BOLI Blog

Am I a bridezilla for wanting a bridal shower and bachelorette party…again?

In Brides of Long Island’s “Am I a Bridezilla?” the BOLI team weighs in on an anonymous submission asking that dreaded question. What do you think?

Dear BOLI,

I’m in my mid thirties and getting married for the second time. My first wedding when I was in my early twenties. We got divorced after about 3 years.

I had a bridal shower and bachelorette party for my first wedding, but because my friends and I were in college (aka young and broke), it wasn’t anything big. Now that we’re all older and financially secure, I wanted to do something more substantial for both. I was thinking a brunch at a nice restaurant for the shower, and trip to Nashville for the bachelorette.

When I proposed this to my maid-of-honor, she scoffed. She said because I’d gotten married before and had those experiences already, doing it again would be too much to ask. When I kept reminding her that my shower and bachelorette were so small the first time, she called me a bridezilla. 

Am I a bridezilla for wanting a bridal shower and bachelorette party again, even though I already had one for my first marriage?

Signed,

Round two

Dear Round two,

No, you’re not a bridezilla for wanting a bridal shower and bachelorette party — even if you’ve already had them both. 

According to your timeline, it looks like there’s been a good ten years or so between your first wedding and this one. If you had gotten married, divorced, and re-engaged in a span of one or two years, asking for another set of big parties might be overkill. A decade is plenty of breathing room between these events.

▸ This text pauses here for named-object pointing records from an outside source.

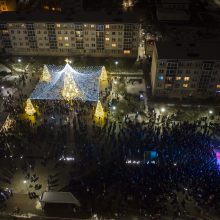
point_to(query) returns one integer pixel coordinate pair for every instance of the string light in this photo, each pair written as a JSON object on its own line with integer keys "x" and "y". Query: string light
{"x": 83, "y": 83}
{"x": 103, "y": 75}
{"x": 46, "y": 77}
{"x": 99, "y": 112}
{"x": 70, "y": 90}
{"x": 29, "y": 109}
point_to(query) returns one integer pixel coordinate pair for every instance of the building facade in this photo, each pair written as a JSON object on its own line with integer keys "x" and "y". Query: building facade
{"x": 185, "y": 70}
{"x": 72, "y": 36}
{"x": 7, "y": 5}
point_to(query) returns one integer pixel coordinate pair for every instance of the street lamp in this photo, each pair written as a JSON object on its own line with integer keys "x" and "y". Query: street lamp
{"x": 210, "y": 112}
{"x": 163, "y": 109}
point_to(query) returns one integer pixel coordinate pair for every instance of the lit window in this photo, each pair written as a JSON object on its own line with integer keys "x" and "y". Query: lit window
{"x": 127, "y": 51}
{"x": 167, "y": 86}
{"x": 46, "y": 7}
{"x": 160, "y": 77}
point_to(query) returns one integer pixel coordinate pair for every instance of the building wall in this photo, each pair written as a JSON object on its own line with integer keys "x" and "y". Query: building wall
{"x": 185, "y": 78}
{"x": 117, "y": 40}
{"x": 7, "y": 5}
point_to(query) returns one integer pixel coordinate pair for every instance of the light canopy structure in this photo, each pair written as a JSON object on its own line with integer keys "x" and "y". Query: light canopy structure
{"x": 69, "y": 83}
{"x": 99, "y": 112}
{"x": 103, "y": 75}
{"x": 70, "y": 90}
{"x": 29, "y": 109}
{"x": 45, "y": 75}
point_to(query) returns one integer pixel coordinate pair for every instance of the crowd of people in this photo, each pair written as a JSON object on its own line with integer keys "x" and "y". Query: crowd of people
{"x": 184, "y": 171}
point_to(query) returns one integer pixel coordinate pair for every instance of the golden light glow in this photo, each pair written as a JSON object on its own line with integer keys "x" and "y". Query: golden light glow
{"x": 70, "y": 89}
{"x": 67, "y": 60}
{"x": 186, "y": 78}
{"x": 45, "y": 75}
{"x": 29, "y": 109}
{"x": 99, "y": 112}
{"x": 127, "y": 51}
{"x": 103, "y": 75}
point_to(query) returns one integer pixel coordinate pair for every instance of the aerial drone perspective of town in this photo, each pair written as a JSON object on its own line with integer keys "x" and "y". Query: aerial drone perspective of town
{"x": 110, "y": 109}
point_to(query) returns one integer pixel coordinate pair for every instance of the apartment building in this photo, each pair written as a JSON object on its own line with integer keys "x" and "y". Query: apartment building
{"x": 173, "y": 4}
{"x": 186, "y": 70}
{"x": 91, "y": 34}
{"x": 7, "y": 5}
{"x": 62, "y": 5}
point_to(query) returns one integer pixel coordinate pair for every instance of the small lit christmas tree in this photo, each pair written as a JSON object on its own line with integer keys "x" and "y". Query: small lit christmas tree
{"x": 45, "y": 75}
{"x": 29, "y": 109}
{"x": 70, "y": 89}
{"x": 103, "y": 75}
{"x": 99, "y": 112}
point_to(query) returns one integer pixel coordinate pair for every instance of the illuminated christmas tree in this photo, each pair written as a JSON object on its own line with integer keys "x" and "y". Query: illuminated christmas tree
{"x": 29, "y": 109}
{"x": 45, "y": 75}
{"x": 70, "y": 89}
{"x": 103, "y": 75}
{"x": 99, "y": 112}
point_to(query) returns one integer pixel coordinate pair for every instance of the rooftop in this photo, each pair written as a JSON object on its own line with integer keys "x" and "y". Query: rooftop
{"x": 88, "y": 17}
{"x": 203, "y": 50}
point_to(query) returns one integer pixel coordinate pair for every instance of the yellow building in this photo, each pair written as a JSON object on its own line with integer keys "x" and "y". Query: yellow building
{"x": 53, "y": 33}
{"x": 7, "y": 5}
{"x": 186, "y": 70}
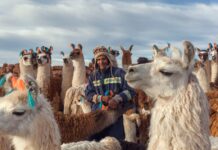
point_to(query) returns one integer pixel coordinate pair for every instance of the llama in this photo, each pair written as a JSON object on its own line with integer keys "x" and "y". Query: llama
{"x": 67, "y": 75}
{"x": 75, "y": 102}
{"x": 214, "y": 65}
{"x": 31, "y": 124}
{"x": 79, "y": 74}
{"x": 26, "y": 63}
{"x": 180, "y": 116}
{"x": 126, "y": 57}
{"x": 28, "y": 118}
{"x": 44, "y": 71}
{"x": 113, "y": 54}
{"x": 78, "y": 81}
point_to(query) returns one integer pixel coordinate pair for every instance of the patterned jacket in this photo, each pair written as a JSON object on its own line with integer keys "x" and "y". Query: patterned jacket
{"x": 112, "y": 79}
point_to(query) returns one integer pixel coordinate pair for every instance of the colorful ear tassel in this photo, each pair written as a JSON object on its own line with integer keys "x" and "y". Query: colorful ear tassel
{"x": 2, "y": 81}
{"x": 31, "y": 101}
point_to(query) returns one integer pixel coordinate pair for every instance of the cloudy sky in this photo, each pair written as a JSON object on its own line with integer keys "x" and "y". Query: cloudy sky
{"x": 31, "y": 23}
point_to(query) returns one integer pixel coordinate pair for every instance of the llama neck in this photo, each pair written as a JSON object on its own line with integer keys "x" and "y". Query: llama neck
{"x": 43, "y": 132}
{"x": 79, "y": 74}
{"x": 182, "y": 123}
{"x": 43, "y": 78}
{"x": 24, "y": 70}
{"x": 203, "y": 79}
{"x": 67, "y": 75}
{"x": 214, "y": 71}
{"x": 126, "y": 62}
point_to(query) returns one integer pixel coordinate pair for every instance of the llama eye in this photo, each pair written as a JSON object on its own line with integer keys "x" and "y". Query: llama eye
{"x": 18, "y": 112}
{"x": 166, "y": 73}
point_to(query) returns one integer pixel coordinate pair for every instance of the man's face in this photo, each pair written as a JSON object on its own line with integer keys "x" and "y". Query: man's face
{"x": 102, "y": 62}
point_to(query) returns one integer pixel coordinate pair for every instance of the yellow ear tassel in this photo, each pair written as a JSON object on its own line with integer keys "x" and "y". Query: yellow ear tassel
{"x": 18, "y": 84}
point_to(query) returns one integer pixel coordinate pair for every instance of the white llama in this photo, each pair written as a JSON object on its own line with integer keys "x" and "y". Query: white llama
{"x": 43, "y": 78}
{"x": 67, "y": 75}
{"x": 78, "y": 81}
{"x": 126, "y": 57}
{"x": 28, "y": 118}
{"x": 180, "y": 117}
{"x": 113, "y": 54}
{"x": 130, "y": 122}
{"x": 201, "y": 75}
{"x": 79, "y": 74}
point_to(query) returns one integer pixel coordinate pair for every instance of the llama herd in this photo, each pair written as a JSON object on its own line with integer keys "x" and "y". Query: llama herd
{"x": 174, "y": 114}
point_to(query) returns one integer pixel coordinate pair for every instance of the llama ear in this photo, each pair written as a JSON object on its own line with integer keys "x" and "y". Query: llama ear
{"x": 198, "y": 49}
{"x": 72, "y": 45}
{"x": 121, "y": 47}
{"x": 189, "y": 52}
{"x": 80, "y": 46}
{"x": 176, "y": 53}
{"x": 156, "y": 50}
{"x": 51, "y": 49}
{"x": 130, "y": 48}
{"x": 32, "y": 87}
{"x": 62, "y": 53}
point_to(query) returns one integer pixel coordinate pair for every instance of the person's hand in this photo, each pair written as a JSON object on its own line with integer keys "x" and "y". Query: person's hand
{"x": 105, "y": 99}
{"x": 113, "y": 104}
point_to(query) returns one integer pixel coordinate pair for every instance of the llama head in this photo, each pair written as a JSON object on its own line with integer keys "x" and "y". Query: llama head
{"x": 159, "y": 51}
{"x": 76, "y": 52}
{"x": 162, "y": 77}
{"x": 66, "y": 59}
{"x": 113, "y": 52}
{"x": 18, "y": 109}
{"x": 26, "y": 57}
{"x": 44, "y": 55}
{"x": 126, "y": 52}
{"x": 202, "y": 54}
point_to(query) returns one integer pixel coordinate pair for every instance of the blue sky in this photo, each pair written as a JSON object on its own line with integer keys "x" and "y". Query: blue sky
{"x": 31, "y": 23}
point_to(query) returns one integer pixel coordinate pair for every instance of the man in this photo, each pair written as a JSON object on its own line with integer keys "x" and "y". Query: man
{"x": 107, "y": 89}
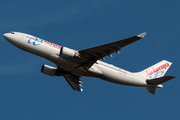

Some may argue that bridal showers and bachelorette parties are only for first-time brides, but at the end of the day it’s YOUR wedding. You get to celebrate it however you want. And unless your bridal party is made up of the exact same people as your first wedding, these events won’t be a “repeat” for everyone. 

I will challenge you on a few ideas, though. You mentioned that your friends are now older and “financially secure,” but you never know someone’s financial state unless you’re looking at their bank accounts. Your maid-of-honor might have had that reaction because she’d struggle to pay for a “more substantial” bridal shower and bachelorette.

I’ll also throw out this possibility: if she was your maid-of-honor for your first wedding, she may have pulled out all the stops to throw a bridal party and bachelorette for you — even if it wasn’t what you’d consider “big.” She might be offended that you now considered those events to be “so small.”

It’s worth it to sit down with your entire bridal party and discuss your expectations, then you can determine whether a nice brunch and out-of-state trip is going to be realistic for everyone. If it’s not, try to brainstorm different options. “More substantial” doesn’t have to mean “more expensive.” You can explore budget-friendly restaurants for a bridal shower brunch, or even a potluck at someone’s house. For your bachelorette, there are plenty of fun road trip destinations for a weekend closer to home.

The thing that will make these events more memorable is not the location or the cost, it’s the quality time you spend with your best friends.